La Cina è vicina è uno slogan degli anni 60 che suonava minaccioso nell’Italia democristiana. Nella realtà, la Cina rimase lontana e lo slogan tutto al più ispirò – più che scontri sessantottini di strada – il titolo del film omonimo del 1967 del regista Marco Bellocchio o la tessera numero 1 degli “interisti maoisti” di Armando Cossutta, uno degli ultimi comunisti italiani.
Nell’auto di oggi, una Cina molto post denghista è già tra noi, con la sua tecnologia e con gli stili di vita delle sue classi medie e ricche che assomigliano sempre più alle nostre. Eppure c’è chi sembra voler evocare quello slogan la Cina è vicina secondo la narrazione temibile che ci stiano invadendo con i loro modelli a basso prezzo perché sovvenzionati dallo stato. E aiutati da una Europa consegnatasi al nemico dopo aver deciso di rinunciare dal 2035 alla tecnologia del motore a scoppio nella quale era in vantaggio.
La verità è che la Cina di Xi Jinping cerca la supremazia, non più solo la competizione, all’alba di un nuovo ordine mondiale. E non essendo un paese democratico, preoccupa. Nell’auto però se lo permette dopo avere imparato tutto da noi occidentali, attraendo nostri investimenti e garantendoci in cambio profitti stellari da riportare a casa. Cuccagna finita.

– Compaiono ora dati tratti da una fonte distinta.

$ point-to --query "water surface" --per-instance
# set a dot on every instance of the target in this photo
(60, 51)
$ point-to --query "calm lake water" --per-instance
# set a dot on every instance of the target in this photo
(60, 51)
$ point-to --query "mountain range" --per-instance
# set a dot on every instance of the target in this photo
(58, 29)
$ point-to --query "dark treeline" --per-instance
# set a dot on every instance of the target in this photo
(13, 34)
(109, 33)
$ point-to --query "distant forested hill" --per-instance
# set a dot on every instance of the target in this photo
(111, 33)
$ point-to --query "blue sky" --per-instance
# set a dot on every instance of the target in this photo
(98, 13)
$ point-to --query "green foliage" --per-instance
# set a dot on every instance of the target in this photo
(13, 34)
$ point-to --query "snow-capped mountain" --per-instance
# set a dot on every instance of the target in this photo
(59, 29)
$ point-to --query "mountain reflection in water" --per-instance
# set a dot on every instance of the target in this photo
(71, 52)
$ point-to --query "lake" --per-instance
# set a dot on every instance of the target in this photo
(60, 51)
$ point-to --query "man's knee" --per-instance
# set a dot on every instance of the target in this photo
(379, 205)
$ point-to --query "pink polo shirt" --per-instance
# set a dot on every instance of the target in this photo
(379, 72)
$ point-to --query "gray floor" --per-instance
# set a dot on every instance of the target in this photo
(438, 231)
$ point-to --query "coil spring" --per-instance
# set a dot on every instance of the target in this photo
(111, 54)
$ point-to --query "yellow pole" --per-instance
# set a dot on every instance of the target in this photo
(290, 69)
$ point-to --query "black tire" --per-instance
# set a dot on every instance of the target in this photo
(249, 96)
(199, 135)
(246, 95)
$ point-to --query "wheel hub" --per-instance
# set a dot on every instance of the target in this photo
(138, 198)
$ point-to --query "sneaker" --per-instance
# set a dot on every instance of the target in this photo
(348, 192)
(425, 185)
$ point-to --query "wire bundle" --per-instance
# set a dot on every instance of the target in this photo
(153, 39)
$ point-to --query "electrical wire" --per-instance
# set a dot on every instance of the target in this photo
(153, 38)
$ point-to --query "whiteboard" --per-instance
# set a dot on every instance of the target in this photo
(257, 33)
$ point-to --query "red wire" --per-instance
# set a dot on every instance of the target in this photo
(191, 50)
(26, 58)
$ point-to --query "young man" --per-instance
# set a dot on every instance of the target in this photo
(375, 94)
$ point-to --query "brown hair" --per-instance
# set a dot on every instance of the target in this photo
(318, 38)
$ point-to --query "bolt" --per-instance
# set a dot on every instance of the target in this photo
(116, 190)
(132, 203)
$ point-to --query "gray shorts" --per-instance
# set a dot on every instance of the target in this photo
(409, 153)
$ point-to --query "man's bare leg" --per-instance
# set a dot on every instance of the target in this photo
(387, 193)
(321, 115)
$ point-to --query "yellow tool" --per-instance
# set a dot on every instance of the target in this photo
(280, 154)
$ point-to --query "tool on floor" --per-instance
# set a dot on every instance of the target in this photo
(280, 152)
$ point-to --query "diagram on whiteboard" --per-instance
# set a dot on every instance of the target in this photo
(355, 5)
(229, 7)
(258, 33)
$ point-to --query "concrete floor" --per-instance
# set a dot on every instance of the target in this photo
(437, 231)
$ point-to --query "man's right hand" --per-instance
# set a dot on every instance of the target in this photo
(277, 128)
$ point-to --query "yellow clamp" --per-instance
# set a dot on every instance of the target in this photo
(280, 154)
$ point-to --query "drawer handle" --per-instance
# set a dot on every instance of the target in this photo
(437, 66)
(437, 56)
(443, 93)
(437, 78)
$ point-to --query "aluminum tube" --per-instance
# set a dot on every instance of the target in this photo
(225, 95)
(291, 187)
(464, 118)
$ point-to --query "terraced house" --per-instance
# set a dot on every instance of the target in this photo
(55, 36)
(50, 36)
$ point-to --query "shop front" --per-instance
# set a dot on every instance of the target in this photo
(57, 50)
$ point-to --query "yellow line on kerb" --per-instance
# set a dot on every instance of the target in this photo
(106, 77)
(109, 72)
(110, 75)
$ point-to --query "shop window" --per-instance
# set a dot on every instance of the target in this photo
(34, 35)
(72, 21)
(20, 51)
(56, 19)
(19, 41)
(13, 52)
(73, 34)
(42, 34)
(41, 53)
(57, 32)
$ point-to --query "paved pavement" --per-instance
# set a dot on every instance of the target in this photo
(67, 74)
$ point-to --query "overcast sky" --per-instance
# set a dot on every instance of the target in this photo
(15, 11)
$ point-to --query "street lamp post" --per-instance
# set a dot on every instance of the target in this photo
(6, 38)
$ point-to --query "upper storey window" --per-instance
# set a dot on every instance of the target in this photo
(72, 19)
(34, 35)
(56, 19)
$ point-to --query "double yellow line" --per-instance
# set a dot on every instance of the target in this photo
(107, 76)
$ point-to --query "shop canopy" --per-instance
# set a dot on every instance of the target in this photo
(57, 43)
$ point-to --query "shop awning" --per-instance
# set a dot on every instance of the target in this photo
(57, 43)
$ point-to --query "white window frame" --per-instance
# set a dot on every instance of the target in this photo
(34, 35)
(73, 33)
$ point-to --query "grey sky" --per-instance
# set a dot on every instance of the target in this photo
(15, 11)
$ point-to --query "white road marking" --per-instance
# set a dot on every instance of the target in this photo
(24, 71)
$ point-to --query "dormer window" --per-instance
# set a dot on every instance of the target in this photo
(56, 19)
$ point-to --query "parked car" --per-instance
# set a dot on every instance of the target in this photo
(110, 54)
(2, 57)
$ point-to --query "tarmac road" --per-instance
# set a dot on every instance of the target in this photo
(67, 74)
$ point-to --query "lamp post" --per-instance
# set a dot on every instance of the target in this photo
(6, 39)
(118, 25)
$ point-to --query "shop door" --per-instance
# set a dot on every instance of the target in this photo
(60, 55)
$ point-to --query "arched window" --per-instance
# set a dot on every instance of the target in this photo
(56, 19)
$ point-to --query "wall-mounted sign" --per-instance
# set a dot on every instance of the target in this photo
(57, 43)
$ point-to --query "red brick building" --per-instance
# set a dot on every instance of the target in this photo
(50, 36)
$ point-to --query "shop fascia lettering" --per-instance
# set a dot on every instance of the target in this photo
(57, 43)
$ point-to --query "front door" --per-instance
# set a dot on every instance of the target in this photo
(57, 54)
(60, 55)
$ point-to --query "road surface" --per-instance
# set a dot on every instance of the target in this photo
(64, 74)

Oggi la supremazia corre non su un tipo di motore ma sulla tecnologia at large, dove i cinesi sono più avanti (nell’automotive “di una generazione”, secondo il ceo di Renault Luca de Meo). Microchip, software, intelligenza artificiale non sono più dominio esclusivo degli Usa, ma strumenti della seconda superpotenza mondiale con i quali dichiara apertamente di voler diventare la prima. Rispondere a questa Cina del tech con dazi doganali fa ridere, se non ci fosse niente da ridere. Rispondere con la ricerca e con accordi di coesistenza (come ha fatto per primo e poi copiato il vituperato Tavares, detto Carlos) non fa ridere, perché continua a non esserci niente da ridere.
Supremazia? Steve Jobs amava molto una canzone di Bob Dylan, credo perché parlasse un po’ alla sua storia. La metterei in questo viaggio cantandola in faccia a maoisti ed eredi, tanto più che i futuri restano innumerevoli: “Lo sconfitto di oggi/sarà il vincitore di domani/perché i tempi stanno cambiando”.